# Cryptogram Game



## Confusticated (Apr 12, 2003)

A cryptogram is a phrase written out in code, where each letter is represented by another. 

So if Y is code for A, then Y will be in place of A throughout the phrase.

This phrase is found in The Silmarillion:

'MGX, Q SWQSUW QA ZGW EQURQH,' GW

YHJNR, 'MGX KGQCUR MW UQEDWH KWHBW

ZGW LWPUQCK BPUPH, MGQ YPEEQZ OWWS

CK EQH WBWE ZGWJH QME HWPUT KWYCHW

AHQT ZGWJH WEWTX?...

Clue: a Noldo speaks


----------



## Beleg (Apr 12, 2003)

How do we know that which "cryptic symbol" is for which Alphabet of English. Like "Cryptic Q" can be for any Alphabet of the English letter. How do we know that which symbol is for which alphabet or how can we find that out?


----------



## Aulë (Apr 12, 2003)

G = H
W&N = E
Z = T
M = W
E = N
Q = O
U = L
R = D
H = R
X = Y
T = M
S = P
A = F
Z = T
J = I
Y = C
P = A
U = L
B = V
O = K
K = S
C = U
L = J
D = G
H = R


'why, o people of the noldor,' he
cried, 'why should we longer serve
the jealous valar, who cannot keep
us nor even their own realm secure
from their enemy?


----------



## Aulë (Apr 12, 2003)

OK, next one (From the Sil)


JSP WMG LIQBG IZ QDNHJWJY KJQP WI JNDG: "WMX IZZGY Q 

JBBGTWGP GHGS JK QW VJK RJPG. PIKW WMIN SIW KGG WMJW 

WMGKG WMQSLK SIV MJHG J DQZG IZ WMGQY IVS JSP KTGJO 

VQWM WMGQY IVS HIQBGK? GDKG WMGX VINDP SIW MJHG 

ZDQSBMGP ZYIR WMX ADIV, SIY ZYIR JSX BIRRJSP IZ WMX VQDD."

Clue: Dwarves


----------



## Aulë (Apr 13, 2003)

No, they are in the correct order.
It is an exact quote out of my copy of the Sil.

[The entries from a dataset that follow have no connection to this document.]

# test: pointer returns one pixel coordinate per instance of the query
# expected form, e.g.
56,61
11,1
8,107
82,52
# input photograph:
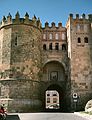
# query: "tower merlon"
53,24
90,17
17,20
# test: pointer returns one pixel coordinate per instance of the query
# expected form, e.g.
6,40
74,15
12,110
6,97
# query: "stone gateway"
42,67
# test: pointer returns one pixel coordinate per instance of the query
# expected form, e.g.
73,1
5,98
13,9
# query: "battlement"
17,20
83,16
53,25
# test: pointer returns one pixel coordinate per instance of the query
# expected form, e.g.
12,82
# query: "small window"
44,47
79,40
78,27
63,36
50,46
86,39
48,94
56,37
54,94
54,100
48,100
50,36
56,46
16,41
64,47
44,36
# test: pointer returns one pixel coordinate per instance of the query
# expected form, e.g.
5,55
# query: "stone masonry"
35,59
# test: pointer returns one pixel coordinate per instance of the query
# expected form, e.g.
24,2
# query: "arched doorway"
53,71
54,98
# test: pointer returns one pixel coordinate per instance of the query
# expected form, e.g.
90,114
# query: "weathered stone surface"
88,107
34,59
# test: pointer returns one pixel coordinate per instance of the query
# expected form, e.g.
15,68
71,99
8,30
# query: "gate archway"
54,98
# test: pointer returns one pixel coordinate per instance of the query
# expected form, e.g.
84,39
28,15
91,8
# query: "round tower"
20,62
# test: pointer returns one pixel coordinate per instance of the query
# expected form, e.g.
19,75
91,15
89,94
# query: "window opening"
79,40
86,39
56,36
16,41
44,36
50,36
50,46
44,47
64,47
56,46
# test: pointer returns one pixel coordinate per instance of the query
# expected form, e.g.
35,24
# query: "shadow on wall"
12,117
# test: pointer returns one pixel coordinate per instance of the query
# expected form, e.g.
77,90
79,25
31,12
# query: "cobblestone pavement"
46,116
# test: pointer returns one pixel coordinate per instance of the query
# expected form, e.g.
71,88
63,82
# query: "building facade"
36,61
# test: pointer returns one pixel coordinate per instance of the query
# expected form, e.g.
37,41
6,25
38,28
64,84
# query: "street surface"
44,116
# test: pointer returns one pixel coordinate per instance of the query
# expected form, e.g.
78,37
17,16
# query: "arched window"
86,39
79,40
44,36
56,36
56,46
63,46
15,42
63,36
50,46
50,36
44,47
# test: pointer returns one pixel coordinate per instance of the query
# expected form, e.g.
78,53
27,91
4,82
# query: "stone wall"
20,95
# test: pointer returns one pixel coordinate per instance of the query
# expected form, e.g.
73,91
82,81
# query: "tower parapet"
17,20
53,25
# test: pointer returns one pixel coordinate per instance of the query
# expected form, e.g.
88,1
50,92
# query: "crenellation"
53,25
77,16
34,59
17,20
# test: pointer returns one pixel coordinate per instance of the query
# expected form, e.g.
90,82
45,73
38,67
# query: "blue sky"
48,10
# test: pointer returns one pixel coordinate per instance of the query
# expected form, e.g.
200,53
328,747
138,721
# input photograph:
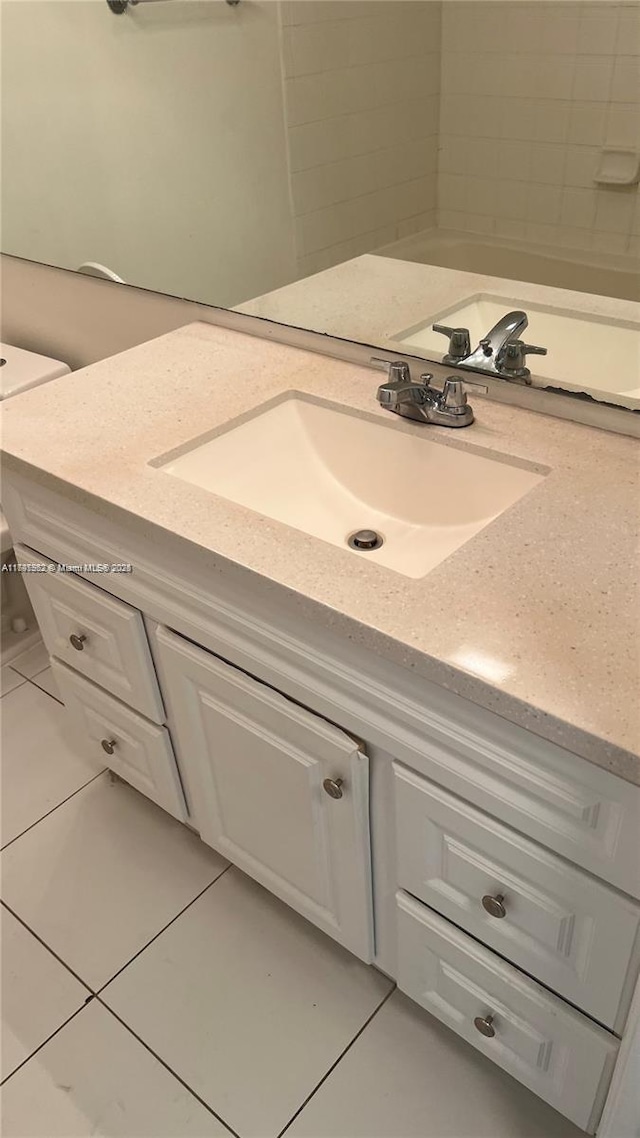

And it concerns me that you figured it out so quickly, yet didn't post the answer....


----------



## Aulë (Apr 13, 2003)

Oh yes, the SIV MJHG was mixed up. But the SIW MJHG was not...

Sorry, my bad.



> Concerns you, why?
> I didn't give the answer because I didn't have time to make another one.


Yes, I say stupid things sometimes...Just ignore me when I do. 

And your answer was _almost_ correct (spelt 'their' wrong once) but I'm not picky, so you're up.


----------